Disable sliced attention computation. If enable_attention_slicing was previously invoked, this method will go back to computing attention in one step.

enable_vae_slicing

< >

( )

Enable sliced VAE decoding.

When this option is enabled, the VAE will split the input tensor in slices to compute decoding in several steps. This is useful to save some memory and allow larger batch sizes.

disable_vae_slicing

< >

( )

Disable sliced VAE decoding. If enable_vae_slicing was previously invoked, this method will go back to computing decoding in one step.

enable_xformers_memory_efficient_attention

< >

( attention_op: typing.Optional[typing.Callable] = None )

Parameters

  • attention_op (Callable, optional) — Override the default None operator for use as op argument to the memory_efficient_attention() function of xFormers.

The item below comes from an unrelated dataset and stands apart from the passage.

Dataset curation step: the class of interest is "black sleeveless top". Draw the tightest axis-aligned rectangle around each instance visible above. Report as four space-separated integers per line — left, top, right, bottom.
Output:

Enable memory efficient attention as implemented in xformers.

When this option is enabled, you should observe lower GPU memory usage and a potential speed up at inference time. Speed up at training time is not guaranteed.

Warning: When Memory Efficient Attention and Sliced attention are both enabled, the Memory Efficient Attention is used.

Examples:

>>> import torch
>>> from diffusers import DiffusionPipeline
>>> from xformers.ops import MemoryEfficientAttentionFlashAttentionOp

>>> pipe = DiffusionPipeline.from_pretrained("stabilityai/stable-diffusion-2-1", torch_dtype=torch.float16)
>>> pipe = pipe.to("cuda")
>>> pipe.enable_xformers_memory_efficient_attention(attention_op=MemoryEfficientAttentionFlashAttentionOp)
>>> # Workaround for not accepting attention shape using VAE for Flash Attention
>>> pipe.vae.enable_xformers_memory_efficient_attention(attention_op=None)

disable_xformers_memory_efficient_attention

< >

( )

Disable memory efficient attention as implemented in xformers.

enable_model_cpu_offload

< >

( gpu_id = 0 )

Offloads all models to CPU using accelerate, reducing memory usage with a low impact on performance. Compared to enable_sequential_cpu_offload, this method moves one whole model at a time to the GPU when its forward method is called, and the model remains in GPU until the next model runs. Memory savings are lower than with enable_sequential_cpu_offload, but performance is much better due to the iterative execution of the unet.

enable_sequential_cpu_offload

< >

( gpu_id = 0 )

Offloads all models to CPU using accelerate, significantly reducing memory usage. When called, unet, text_encoder, vae and safety checker have their state dicts saved to CPU and then are moved to a torch.device('meta') and loaded to GPU only when their specific submodule has its forwardmethod called. Note that offloading happens on a submodule basis. Memory savings are higher than withenable_model_cpu_offload`, but performance is lower.